L: subjects who could throw long-range (≥40 m); S: subjects who threw short-range (<40 m); P: P value; Shd: shoulder; Elb: elbow; Wrt: wrist; MER: maximum external rotation of shoulder joint; BR: ball release.

). The joint reaction forces did not differ significantly between the two groups in ranges beyond 20 m (Table 4).

4. Discussion

In this study, the throwing arm velocity and shoulder internal rotation velocity increased with increasing long-toss range. The shoulder external rotation angle was larger at MER immediately before the arm acceleration phase, while the elbow flexion angle at BR was smaller. The shoulder moment and elbow joint moment increased as the range of long toss increased. These results were consistent with previous reports on long toss in high school and collegiate subjects [4,5].

On the other hand, no difference was observed in the shoulder abduction among the different ranges. A previous study reported that the arm angle with respect to the ground (i.e., arm slot) increased with an increasing range of long toss [5]. This may suggest that the increase in arm slot was achieved by the compensatory motion of other segments, such as the lateral tilts of thorax and pelvis.

Subjects in the L group had a significantly larger physique and also showed significantly larger throwing kinematics and kinetics compared to those in the S group, regardless of the range of long toss.

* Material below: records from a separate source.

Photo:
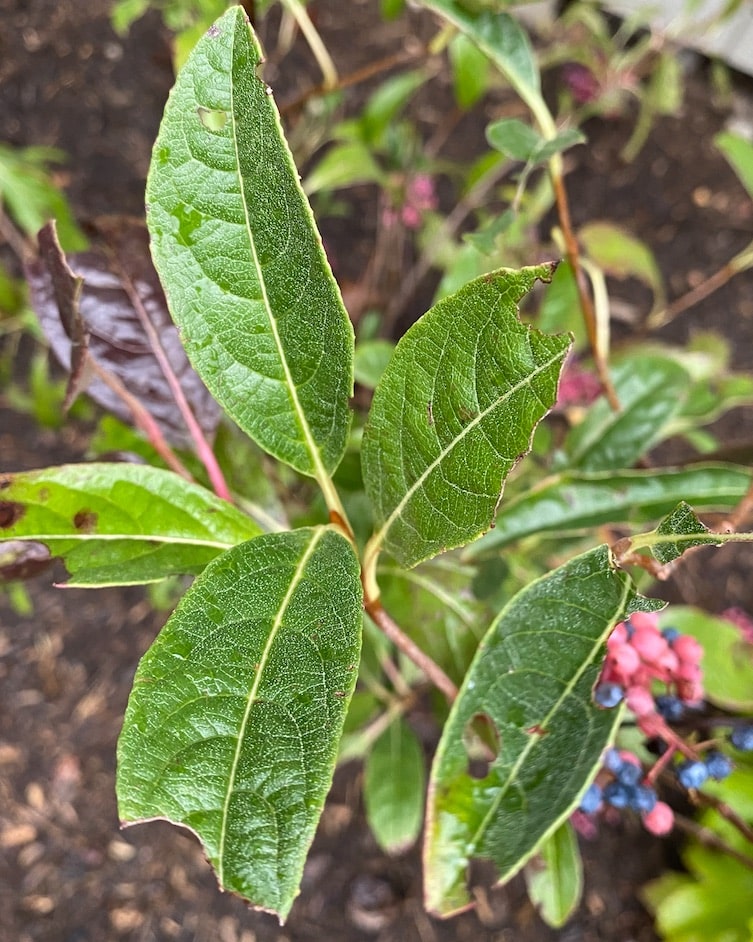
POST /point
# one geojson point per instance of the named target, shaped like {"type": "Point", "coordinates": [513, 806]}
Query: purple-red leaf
{"type": "Point", "coordinates": [120, 300]}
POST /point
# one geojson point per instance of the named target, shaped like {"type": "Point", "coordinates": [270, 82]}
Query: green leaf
{"type": "Point", "coordinates": [372, 357]}
{"type": "Point", "coordinates": [501, 38]}
{"type": "Point", "coordinates": [514, 138]}
{"type": "Point", "coordinates": [575, 500]}
{"type": "Point", "coordinates": [393, 788]}
{"type": "Point", "coordinates": [470, 71]}
{"type": "Point", "coordinates": [622, 255]}
{"type": "Point", "coordinates": [120, 524]}
{"type": "Point", "coordinates": [554, 878]}
{"type": "Point", "coordinates": [454, 412]}
{"type": "Point", "coordinates": [727, 661]}
{"type": "Point", "coordinates": [739, 152]}
{"type": "Point", "coordinates": [237, 708]}
{"type": "Point", "coordinates": [651, 390]}
{"type": "Point", "coordinates": [241, 261]}
{"type": "Point", "coordinates": [531, 682]}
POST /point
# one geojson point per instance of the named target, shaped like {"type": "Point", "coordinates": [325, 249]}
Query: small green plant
{"type": "Point", "coordinates": [315, 621]}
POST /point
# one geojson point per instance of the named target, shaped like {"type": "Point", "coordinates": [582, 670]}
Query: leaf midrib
{"type": "Point", "coordinates": [419, 482]}
{"type": "Point", "coordinates": [308, 439]}
{"type": "Point", "coordinates": [276, 625]}
{"type": "Point", "coordinates": [534, 740]}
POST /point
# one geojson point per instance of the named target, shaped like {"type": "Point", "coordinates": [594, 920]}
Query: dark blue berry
{"type": "Point", "coordinates": [591, 801]}
{"type": "Point", "coordinates": [630, 774]}
{"type": "Point", "coordinates": [692, 774]}
{"type": "Point", "coordinates": [718, 765]}
{"type": "Point", "coordinates": [608, 695]}
{"type": "Point", "coordinates": [618, 795]}
{"type": "Point", "coordinates": [741, 738]}
{"type": "Point", "coordinates": [644, 799]}
{"type": "Point", "coordinates": [613, 761]}
{"type": "Point", "coordinates": [671, 708]}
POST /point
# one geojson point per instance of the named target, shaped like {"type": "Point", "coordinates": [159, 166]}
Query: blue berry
{"type": "Point", "coordinates": [608, 695]}
{"type": "Point", "coordinates": [591, 801]}
{"type": "Point", "coordinates": [630, 774]}
{"type": "Point", "coordinates": [741, 738]}
{"type": "Point", "coordinates": [644, 799]}
{"type": "Point", "coordinates": [718, 765]}
{"type": "Point", "coordinates": [692, 774]}
{"type": "Point", "coordinates": [618, 795]}
{"type": "Point", "coordinates": [613, 761]}
{"type": "Point", "coordinates": [671, 708]}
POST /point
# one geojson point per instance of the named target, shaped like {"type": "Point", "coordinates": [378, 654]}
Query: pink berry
{"type": "Point", "coordinates": [640, 701]}
{"type": "Point", "coordinates": [624, 660]}
{"type": "Point", "coordinates": [649, 644]}
{"type": "Point", "coordinates": [660, 820]}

A previous study suggested that increases in kinematics and kinetics during pitching might be associated with muscle mass and arm length [3]. Thus, the observed increases in kinematics and kinetics might be explained by differences in the subjects’ physical growth and muscular strength regardless of the range of long toss, suggesting that the throwing performance of youth players might be affected by both physical growth and strength.

There were no differences in the proximal force of shoulder and elbow joints between the two groups. As this force corresponds to the compression load in the axial direction of the joints, subjects in the S group, who had a smaller physique, might have received the same level of compression load as those in the L group. Therefore, the risk of throwing injuries might be higher for the S group than the L group, even if the range of long toss was the same level.

In order to increase the range of long toss, enhancing the motor function of upper body as well as the muscular strength around the shoulder and elbow for enduring the shoulder and elbow joint loads caused by long-toss throwing may be important, although having a large physique is certainly essential. However, since early teenage players differ in physical strength even at the same age and are in the early stage of bony growth, limiting the range of long toss to reduce loads might be more suitable than performing strength training to endure loads. The target range of long toss has been established based on the age and ball velocity of youth players [7]. However, our findings suggest the need for baseball coaches to set a suitable range of long toss for youth players according to the individual’s physical growth and strength.

There are some limitations to this study. We were unable to clarify the muscular strength and physical ability and ball velocity of our subjects, which might have been directly related to increases in throwing kinematics and kinetics. In addition, the kinematics and kinetics of segments other than the throwing arm could not be analyzed, because throwing during long toss is a whole-body motion. These issues should be addressed in future studies in order to develop a safe and effective long-toss program for youth players.

5. Conclusions

This study aimed to analyze the effect of throwing kinematics and kinetics on different ranges of long toss in 22 youth players of the same age.

The shoulder moment and elbow joint moment during long toss increased as the range of long toss increased. The subjects who could throw long-range had a significantly larger physique and also showed significantly larger throwing kinematics and kinetics compared to those who threw short-range. The risk of overuse throwing injuries might be higher for the subjects who threw short-range than for those who could throw long-range.

These findings suggested that baseball coaches should set a suitable range of long toss for youth players according to the individual’s physical growth and strength.